L’action révolutionnaire ne peut se passer d’un effort de transformation de soi. « Notre tâche n’est pas en premier lieu de regarder vers l’extérieur ni d’observer ce que les autres commencent à faire. Plus que jamais, il est temps à présent que chacun commence par soi-même », écrit Landauer dans un article de 1895. Dans sa vision, la notion de révolution inclut l’idée d’une révolution de la subjectivité, d’une régénération intérieure.

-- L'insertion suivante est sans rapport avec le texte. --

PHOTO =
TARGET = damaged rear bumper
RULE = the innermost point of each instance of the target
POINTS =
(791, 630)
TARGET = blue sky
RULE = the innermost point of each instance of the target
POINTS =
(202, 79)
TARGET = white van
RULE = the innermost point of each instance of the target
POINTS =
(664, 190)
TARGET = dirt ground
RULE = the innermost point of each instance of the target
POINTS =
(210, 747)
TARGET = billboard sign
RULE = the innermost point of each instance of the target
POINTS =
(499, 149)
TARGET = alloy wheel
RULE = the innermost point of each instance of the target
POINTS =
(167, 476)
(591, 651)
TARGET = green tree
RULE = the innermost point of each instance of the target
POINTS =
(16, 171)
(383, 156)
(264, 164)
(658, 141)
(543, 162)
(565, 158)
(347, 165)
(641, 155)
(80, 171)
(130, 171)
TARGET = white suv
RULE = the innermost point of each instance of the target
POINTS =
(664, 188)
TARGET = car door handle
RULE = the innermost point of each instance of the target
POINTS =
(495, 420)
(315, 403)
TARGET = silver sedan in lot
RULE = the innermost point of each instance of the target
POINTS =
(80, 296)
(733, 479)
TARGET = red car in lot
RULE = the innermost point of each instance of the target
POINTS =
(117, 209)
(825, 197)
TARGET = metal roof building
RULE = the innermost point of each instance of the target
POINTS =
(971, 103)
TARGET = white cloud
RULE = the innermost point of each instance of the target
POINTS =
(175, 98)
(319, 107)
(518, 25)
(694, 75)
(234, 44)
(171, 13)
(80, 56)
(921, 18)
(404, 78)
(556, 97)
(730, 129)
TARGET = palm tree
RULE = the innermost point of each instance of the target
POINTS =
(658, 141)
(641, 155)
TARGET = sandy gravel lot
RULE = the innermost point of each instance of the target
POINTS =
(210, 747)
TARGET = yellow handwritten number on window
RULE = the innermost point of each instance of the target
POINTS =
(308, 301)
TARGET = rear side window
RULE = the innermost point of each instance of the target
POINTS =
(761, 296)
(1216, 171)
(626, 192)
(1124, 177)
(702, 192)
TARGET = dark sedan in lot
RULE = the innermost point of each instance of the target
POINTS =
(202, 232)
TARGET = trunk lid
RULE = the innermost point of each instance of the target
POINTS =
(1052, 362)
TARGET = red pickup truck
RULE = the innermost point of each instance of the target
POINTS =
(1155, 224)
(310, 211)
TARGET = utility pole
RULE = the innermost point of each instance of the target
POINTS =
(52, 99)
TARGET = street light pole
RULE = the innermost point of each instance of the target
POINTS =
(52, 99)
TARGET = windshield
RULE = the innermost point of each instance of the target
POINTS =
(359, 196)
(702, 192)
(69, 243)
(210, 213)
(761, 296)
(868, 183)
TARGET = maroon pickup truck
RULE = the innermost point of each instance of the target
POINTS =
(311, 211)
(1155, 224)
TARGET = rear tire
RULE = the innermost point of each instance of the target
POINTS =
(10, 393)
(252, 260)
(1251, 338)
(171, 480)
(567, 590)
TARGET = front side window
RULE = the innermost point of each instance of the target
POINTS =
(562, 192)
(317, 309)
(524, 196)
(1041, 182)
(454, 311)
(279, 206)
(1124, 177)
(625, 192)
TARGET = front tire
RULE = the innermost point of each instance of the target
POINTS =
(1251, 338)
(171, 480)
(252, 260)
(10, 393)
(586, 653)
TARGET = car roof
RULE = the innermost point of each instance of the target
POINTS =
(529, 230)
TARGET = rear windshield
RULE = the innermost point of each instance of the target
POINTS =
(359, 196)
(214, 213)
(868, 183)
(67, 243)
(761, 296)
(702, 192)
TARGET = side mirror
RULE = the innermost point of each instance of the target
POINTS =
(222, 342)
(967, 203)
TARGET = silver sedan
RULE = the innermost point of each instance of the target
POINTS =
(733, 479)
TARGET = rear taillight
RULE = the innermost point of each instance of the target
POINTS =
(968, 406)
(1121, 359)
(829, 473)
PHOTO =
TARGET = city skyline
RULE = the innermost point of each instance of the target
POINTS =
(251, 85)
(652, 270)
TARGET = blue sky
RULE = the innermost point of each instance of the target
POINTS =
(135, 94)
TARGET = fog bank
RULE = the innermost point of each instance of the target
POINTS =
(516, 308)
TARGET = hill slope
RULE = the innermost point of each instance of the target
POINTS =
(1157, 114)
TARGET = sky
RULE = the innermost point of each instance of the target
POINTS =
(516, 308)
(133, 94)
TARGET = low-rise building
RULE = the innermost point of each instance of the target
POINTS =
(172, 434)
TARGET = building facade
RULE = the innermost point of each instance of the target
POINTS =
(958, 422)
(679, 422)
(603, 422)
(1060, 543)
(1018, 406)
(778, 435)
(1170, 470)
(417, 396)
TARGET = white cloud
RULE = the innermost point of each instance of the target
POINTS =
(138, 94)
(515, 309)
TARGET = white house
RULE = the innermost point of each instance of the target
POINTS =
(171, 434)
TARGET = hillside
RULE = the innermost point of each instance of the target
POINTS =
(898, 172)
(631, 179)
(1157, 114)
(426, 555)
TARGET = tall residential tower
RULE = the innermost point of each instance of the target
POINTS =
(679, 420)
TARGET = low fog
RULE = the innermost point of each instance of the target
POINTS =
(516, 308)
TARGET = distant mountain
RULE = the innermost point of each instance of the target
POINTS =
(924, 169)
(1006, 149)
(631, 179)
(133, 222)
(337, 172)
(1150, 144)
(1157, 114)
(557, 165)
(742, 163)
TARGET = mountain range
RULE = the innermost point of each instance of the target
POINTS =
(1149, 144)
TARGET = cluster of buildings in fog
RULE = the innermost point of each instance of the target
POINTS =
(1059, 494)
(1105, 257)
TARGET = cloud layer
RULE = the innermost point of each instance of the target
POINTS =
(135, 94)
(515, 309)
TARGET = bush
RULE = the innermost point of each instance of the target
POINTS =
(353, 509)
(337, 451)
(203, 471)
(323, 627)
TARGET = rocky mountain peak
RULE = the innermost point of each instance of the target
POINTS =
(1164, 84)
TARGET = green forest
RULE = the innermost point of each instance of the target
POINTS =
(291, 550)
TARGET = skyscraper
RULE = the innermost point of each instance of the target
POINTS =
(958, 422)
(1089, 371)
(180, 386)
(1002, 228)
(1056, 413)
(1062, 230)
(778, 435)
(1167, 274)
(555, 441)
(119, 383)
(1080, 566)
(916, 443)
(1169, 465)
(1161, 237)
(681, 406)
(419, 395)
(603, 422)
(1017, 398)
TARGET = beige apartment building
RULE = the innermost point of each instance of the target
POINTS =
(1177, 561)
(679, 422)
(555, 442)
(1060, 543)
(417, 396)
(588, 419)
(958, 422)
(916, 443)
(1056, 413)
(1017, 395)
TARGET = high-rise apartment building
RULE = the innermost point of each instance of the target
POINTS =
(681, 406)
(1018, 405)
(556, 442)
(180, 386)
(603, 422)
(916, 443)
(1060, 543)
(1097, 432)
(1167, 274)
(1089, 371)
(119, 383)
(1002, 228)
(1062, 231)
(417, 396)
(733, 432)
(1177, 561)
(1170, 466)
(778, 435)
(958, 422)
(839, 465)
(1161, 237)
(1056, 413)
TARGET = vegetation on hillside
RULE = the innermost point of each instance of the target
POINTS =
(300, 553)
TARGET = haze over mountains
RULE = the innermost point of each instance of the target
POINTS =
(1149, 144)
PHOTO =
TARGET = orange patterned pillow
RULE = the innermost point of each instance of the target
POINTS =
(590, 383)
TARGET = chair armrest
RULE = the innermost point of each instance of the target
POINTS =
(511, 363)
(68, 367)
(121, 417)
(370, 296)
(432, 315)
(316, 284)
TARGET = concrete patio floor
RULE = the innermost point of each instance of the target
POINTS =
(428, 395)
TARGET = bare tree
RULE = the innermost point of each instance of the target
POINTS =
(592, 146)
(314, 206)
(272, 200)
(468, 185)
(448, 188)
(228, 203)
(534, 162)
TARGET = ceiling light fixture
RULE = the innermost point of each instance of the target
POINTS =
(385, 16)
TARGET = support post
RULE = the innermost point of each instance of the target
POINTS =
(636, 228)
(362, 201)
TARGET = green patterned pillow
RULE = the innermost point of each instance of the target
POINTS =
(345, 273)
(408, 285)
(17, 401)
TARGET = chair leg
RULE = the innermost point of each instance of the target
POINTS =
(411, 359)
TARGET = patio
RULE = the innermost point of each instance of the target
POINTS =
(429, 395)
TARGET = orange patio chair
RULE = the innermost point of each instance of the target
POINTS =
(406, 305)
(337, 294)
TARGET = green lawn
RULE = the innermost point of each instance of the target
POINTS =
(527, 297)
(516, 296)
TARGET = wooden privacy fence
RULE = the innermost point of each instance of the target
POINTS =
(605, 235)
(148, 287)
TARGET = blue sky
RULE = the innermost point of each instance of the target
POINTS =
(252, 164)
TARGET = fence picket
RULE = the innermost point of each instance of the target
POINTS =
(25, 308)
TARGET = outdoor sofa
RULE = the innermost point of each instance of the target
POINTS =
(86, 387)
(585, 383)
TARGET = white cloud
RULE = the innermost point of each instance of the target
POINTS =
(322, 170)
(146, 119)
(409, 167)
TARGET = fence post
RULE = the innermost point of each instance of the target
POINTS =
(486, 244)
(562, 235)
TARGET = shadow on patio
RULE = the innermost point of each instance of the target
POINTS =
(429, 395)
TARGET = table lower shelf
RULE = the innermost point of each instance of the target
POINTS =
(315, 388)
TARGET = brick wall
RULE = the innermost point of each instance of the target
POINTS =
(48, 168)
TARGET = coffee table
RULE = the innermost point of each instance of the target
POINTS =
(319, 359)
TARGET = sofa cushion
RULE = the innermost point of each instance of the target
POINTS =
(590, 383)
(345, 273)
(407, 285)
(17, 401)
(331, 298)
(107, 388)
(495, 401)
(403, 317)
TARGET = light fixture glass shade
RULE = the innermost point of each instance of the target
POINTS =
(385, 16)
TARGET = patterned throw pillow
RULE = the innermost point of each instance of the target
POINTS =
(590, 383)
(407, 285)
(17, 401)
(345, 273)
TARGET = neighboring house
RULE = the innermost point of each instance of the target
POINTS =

Anatole Lucet consacre des pages captivantes à la lecture par Landauer du Discours de la servitude volontaire de La Boétie. Landauer était aussi un grand traducteur : de Bakounine et Kropotkine, de Proudhon et d’Élisée Reclus, mais aussi de Bernard Shaw, Oscar Wilde et Walt Whitman – et de La Boétie. Il trouve dans le Discours qu’il traduit en 1910 et 1911 sous le titre Von der freiwilligen Knechtschaft l’inspiration de son programme socialiste anarchiste : il s’agit moins pour lui d’affronter l’État ou de le détruire que de s’y soustraire. Il proclame en 1910 que la force de l’État tient au fait que « le peuple, même le plus insatisfait, même les masses prolétariennes, ne savent pas encore que leur tâche est de se séparer de l’État et de fonder cette chose nouvelle qui est vouée à s’y substituer : la réalité socialiste ». Selon les termes d’Anatole Lucet, « plutôt que d’affronter l’État ou le marché capitaliste, il importe de construire les rapports qui sont à même de les remplacer ». Le combat social, pour Landauer, est aussi et surtout, pour chacun, un combat contre soi-même, contre le moi social « volontairement asservi ».

Paroles de poète, de rêveur utopiste ? C’est ce qu’on a souvent dit à propos de Gustav Landauer. L’ouvrage d’Anatole Lucet permet d’évaluer plus sérieusement l’apport profondément original de ce théoricien de la rupture et de la nouveauté qui exhortait ses contemporains à ne pas attendre, à ne pas séparer les conditions du présent et les promesses d’un avenir miraculeux, mais à transformer la société, au sein même de la réalité existante, grâce à la vitalité créatrice de petites communautés libres. 


[1] La communauté par le retrait et autres essais et Un appel aux poètes et autres essais, trad. Charles Daget, éd. du Sandre, 2008 et 2009.

[2] La Révolution (1907), trad. Margaret Manale et Louis Janover, Sulliver, 2006 ; Appel au socialisme (1911), trad. Jean-Christophe Angaut et Anatole Lucet, La Lenteur, 2019.

[3] Gustav Landauer, un anarchiste de l’envers. Contributions de Gaël Cheptou, Walter Fähnders, Freddy Gomez, et al., suivies de Douze écrits « anti-politiques » de Gustav Landauer. L’Éclat/revue À contretemps, 2018.